A manifestação é organizada após a chegada de mais de uma dezena de geradores ao país e várias promessas do governo em acabar com a crise energética e os cortes constantes e prolongados de energia, com prejuízos e impactos diretos na vida da população nos últimos 10 meses.
“Nós estamos a pedir o mínimo, nós não estamos a pedir muito: energia e água, saúde, justiça. Mas, neste momento, o que tem nos incomodado mais é a questão energética, a questão do consumo da água […] isso não pode continuar”, declarou o ativista.
O ativista apelou à adesão massiva da população para reivindicar os seus direitos.
“Eu acho que está na altura do povo agir. Nós temos que sair à rua, dar a cara, manifestar e mostrar o nosso descontentamento […] isso é uma questão de luta patriótica. Isto é uma questão de lutar para que haja melhoria na vida da nação”, defendeu Apolinário Zeferino.
No entanto, o organizador alertou que a manifestação não deve ser aproveitada para fins políticos nem vandalismos.

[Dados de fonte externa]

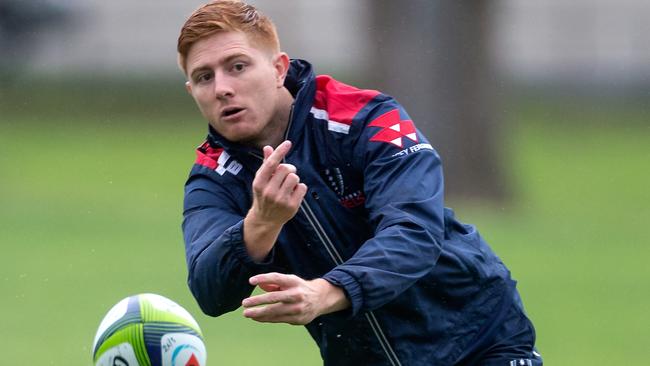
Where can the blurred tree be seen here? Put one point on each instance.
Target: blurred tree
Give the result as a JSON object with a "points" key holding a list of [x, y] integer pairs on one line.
{"points": [[433, 56], [20, 22]]}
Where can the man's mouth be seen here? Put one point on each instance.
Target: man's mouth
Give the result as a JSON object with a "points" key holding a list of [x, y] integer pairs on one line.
{"points": [[231, 112]]}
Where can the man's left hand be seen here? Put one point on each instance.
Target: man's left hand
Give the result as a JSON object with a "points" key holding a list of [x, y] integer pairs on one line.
{"points": [[290, 299]]}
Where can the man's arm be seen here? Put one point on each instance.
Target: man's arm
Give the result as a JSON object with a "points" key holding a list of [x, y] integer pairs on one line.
{"points": [[277, 193]]}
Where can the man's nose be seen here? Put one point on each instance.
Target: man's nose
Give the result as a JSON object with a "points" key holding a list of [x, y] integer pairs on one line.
{"points": [[223, 86]]}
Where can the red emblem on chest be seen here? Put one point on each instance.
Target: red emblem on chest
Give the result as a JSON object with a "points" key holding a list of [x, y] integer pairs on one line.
{"points": [[393, 129]]}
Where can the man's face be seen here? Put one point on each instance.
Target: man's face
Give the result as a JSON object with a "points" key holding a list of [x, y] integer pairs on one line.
{"points": [[236, 85]]}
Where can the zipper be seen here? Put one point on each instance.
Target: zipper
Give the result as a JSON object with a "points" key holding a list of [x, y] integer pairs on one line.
{"points": [[337, 259]]}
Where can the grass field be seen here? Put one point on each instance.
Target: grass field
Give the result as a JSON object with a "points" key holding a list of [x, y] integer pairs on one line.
{"points": [[90, 210]]}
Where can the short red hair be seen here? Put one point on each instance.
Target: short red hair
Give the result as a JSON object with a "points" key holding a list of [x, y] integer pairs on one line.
{"points": [[224, 16]]}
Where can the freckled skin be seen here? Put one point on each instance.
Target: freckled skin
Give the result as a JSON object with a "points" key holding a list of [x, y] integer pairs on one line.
{"points": [[226, 70]]}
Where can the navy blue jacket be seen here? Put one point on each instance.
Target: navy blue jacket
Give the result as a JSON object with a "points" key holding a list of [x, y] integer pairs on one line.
{"points": [[424, 287]]}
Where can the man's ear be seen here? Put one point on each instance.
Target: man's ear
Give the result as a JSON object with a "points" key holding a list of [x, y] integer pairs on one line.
{"points": [[281, 64]]}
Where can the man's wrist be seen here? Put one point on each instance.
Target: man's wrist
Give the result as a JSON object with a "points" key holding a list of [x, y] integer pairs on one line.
{"points": [[333, 298]]}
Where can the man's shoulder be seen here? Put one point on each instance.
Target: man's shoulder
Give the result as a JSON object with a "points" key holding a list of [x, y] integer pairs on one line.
{"points": [[214, 162], [344, 105]]}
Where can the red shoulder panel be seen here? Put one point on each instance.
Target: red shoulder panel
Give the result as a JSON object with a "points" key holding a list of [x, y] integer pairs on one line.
{"points": [[341, 101]]}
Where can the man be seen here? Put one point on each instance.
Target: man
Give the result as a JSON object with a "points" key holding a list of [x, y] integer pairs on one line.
{"points": [[328, 198]]}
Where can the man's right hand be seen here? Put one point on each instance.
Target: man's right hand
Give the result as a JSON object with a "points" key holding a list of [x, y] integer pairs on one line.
{"points": [[277, 193]]}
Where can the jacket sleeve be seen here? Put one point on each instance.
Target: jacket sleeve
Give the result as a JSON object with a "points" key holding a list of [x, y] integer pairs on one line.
{"points": [[403, 186], [218, 264]]}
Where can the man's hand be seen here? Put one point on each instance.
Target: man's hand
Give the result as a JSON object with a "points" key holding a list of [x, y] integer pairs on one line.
{"points": [[290, 299], [277, 193]]}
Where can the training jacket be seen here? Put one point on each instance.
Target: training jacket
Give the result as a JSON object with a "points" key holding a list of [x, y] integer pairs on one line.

“Manifestar não é ato de desrespeito, manifestar não é ato de sair na rua e criar vandalismo, manifestar não é ato de andar a destruir aquilo que nos custa construir. Manifestar tem várias formas e nós vamos manifestar de forma pacífica [..] quem criar desacato dentro da manifestação, os agentes da autoridade estarão no local para poder tomar medidas e medidas severas”, declarou.
O impacto da falta de energia tem sido observado em vários setores.
“Com cortes repentinos da energia, há muitas vezes que o professor manda a matéria para estudar, pesquisar, e com mais cortes de energia, fica complicado realmente”, declarou aestudante Edna Isabel, sublinhando que a alternativa tem sido o recuso às alternas e velas.
“O sistema de energia está muito mal, está pensando mal. E as pessoas não estão muito contentes com essa situação […] a população está muito chateada com isso. Então, tem que haver o esforço mais da parte do governo para ver se consegue resolver, minimizar, resolver o problema de energia”, sublinhou o barbeiro, Carlos Augusto.
Segundo o ativista Pindó, todas as formalidades já foram cumpridas junto à Câmara Distrital de Água Grande e à Polícia Nacional para a manifestação que será realizada a partir das 14 horas de terça-feira 28, com concentração no Jardim 1º de Maio, perto da EMAE e término na Praça Yon Gato, perto do Gabinete do primeiro-ministro.